— И что с ним дальше случилось? — Задал я вопрос, еле сдерживая нетерпение. Даже сам не поверил сначала, что снова на след встал.
— Да что с ним случится? Строился там дальше по склону. Сначала ему крестьяне отказались камень на стройку возить, а потом и вовсе все нанятые им строители разбежались. Очень уж он своими действиями баламутил моих здешних подопечных. Уехал он. Сказал, что мы сами виноваты, что от своего счастья отказались.
— А куда уехал, не сказал? — Блин!
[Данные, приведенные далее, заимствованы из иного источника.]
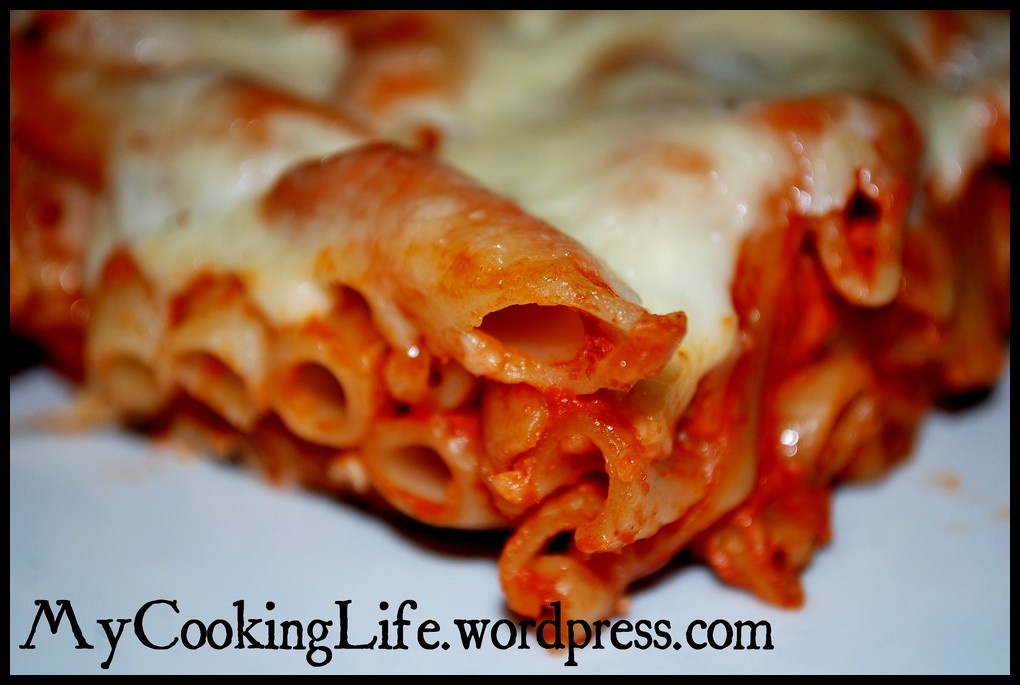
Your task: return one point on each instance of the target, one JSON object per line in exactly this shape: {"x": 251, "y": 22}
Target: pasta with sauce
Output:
{"x": 620, "y": 283}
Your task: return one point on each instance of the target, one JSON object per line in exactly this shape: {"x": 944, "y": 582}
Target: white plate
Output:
{"x": 916, "y": 581}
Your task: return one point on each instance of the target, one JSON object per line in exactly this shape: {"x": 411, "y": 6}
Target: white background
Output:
{"x": 917, "y": 579}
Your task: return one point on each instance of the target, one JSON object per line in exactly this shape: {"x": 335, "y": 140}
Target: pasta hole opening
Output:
{"x": 545, "y": 333}
{"x": 210, "y": 379}
{"x": 313, "y": 389}
{"x": 559, "y": 543}
{"x": 863, "y": 216}
{"x": 420, "y": 470}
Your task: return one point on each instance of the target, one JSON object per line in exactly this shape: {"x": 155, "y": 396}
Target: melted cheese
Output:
{"x": 621, "y": 129}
Вот это я эмоциональные качели испытал: от ощущения почти сбывшейся надежды обратно к полнейшей неопределенности.
— Сказал. К этим… западным волосатым варварам. Очень расстраивался, что будет вынужден там, в их страшной ледяной Сибири жить.
Уф! Ну, хоть ниточка поисков еще окончательно не потеряна. Я выдохнул с облегчением. Или с расстройством? Все же, несмотря на то, что русский язык мне учить было не нужно, ехать на родину отца не слишком хотелось.
— На твоем месте я бы даже и пытаться не стал, на нас нападать, — предупредил я этого недоделанного лича на прощание. Ощутил, как тот начал было свою энергию смерти собирать. — Любой из нас троих, не считая кицунэ, конечно, способен надрать тебе задницу в одиночку.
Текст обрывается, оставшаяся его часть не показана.